Lexie Tom- expected 2014 MPA Graduate, Tribal Administration
Curriculum Development at Northwest Indian College
I chose the Evergreen MPA program because it is the only program in the Pacific Northwest area that offers the tribal government concentration. I am a Lummi tribal member who is pursuing an education for the betterment of my community. A master’s degree in tribal government fit the needs of my community.
I am very impressed with the value of this program. I am getting more than what I originally expected. The instructors are professionals in the field that have a lot to offer.Take Aways
A great take-away from the Evergreen MPA program is learning various strategies tribes are using in sovereignty issues and improving infrastructure. I also believe the training we are receiving in research design is invaluable.
The people I have met in my cohort have a special place in my heart. When we are out of school I miss them. When it comes time to graduate we will continue to be friends and family.
Coming from a mainstream university where instructors aren’t always approachable, I’ve had a very different experience in the Evergreen MPA program. Instructors in the MPA program are not only approachable, but humble people with experience and expertise in their field. So learning skills needed in order to administer tribal governments from people with these qualities really enhances our classroom experience. It really shows us students the true meaning of servant leadership.
The seminar structure at Evergreen is something I was not familiar with. I was always the student that absorbed all of the information given in class, without the interaction. I am a very quiet person. Seminars give students like me the opportunity to speak on topics that are important to me.

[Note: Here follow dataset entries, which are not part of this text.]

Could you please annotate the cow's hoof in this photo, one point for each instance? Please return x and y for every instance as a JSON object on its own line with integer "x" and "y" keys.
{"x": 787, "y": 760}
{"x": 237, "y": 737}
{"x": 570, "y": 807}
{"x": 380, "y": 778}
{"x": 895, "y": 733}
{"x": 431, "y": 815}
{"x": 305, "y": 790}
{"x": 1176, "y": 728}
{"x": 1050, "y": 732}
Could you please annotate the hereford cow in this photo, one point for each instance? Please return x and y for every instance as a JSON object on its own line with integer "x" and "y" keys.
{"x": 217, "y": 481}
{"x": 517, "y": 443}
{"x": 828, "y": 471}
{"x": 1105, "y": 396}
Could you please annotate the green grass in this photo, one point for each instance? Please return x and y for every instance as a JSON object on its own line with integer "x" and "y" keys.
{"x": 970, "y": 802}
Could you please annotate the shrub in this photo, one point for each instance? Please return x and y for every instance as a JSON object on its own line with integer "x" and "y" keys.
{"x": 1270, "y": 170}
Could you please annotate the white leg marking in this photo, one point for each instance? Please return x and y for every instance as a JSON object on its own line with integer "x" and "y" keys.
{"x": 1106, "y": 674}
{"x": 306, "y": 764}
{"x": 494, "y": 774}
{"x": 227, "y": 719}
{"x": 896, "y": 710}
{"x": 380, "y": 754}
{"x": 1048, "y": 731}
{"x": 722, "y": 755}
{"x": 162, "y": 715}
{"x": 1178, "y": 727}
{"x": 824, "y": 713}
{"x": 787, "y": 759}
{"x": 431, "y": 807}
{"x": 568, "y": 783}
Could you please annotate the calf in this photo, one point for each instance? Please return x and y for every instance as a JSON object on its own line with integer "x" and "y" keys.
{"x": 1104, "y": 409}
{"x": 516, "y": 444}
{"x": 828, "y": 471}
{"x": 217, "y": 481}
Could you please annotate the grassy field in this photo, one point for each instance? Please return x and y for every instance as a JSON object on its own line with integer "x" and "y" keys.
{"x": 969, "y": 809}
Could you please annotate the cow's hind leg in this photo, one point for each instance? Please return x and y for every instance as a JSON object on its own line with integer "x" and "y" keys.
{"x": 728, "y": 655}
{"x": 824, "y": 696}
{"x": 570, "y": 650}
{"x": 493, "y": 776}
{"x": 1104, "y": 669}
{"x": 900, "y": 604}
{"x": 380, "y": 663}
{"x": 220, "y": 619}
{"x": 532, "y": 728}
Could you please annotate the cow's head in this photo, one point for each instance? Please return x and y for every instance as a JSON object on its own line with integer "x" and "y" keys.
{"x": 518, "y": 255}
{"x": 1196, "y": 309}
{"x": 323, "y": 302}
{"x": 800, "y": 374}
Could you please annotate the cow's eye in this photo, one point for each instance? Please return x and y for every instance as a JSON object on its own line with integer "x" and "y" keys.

It gives me the opportunity to feel like I am contributing to the classroom experience.
When I first applied to Evergreen the statement that really stuck out to me was by Joseph DeLaCruz about self-determination:“No right is more sacred to a nation, to a people, than the right to freely determine its social, economic, political and cultural future without external interference.” This is so important for Tribal Nations today to understand. This statement speaks to the true meaning of self-determination. And it speaks to my experience here in the Evergreen MPA program. In classes we talk about what self-determination really means, and it’s different for each tribe. This curriculum was not designed to always give every answer we are seeking. As students it’s our responsibility to dig deep and find answers that suit our own tribes for ourselves.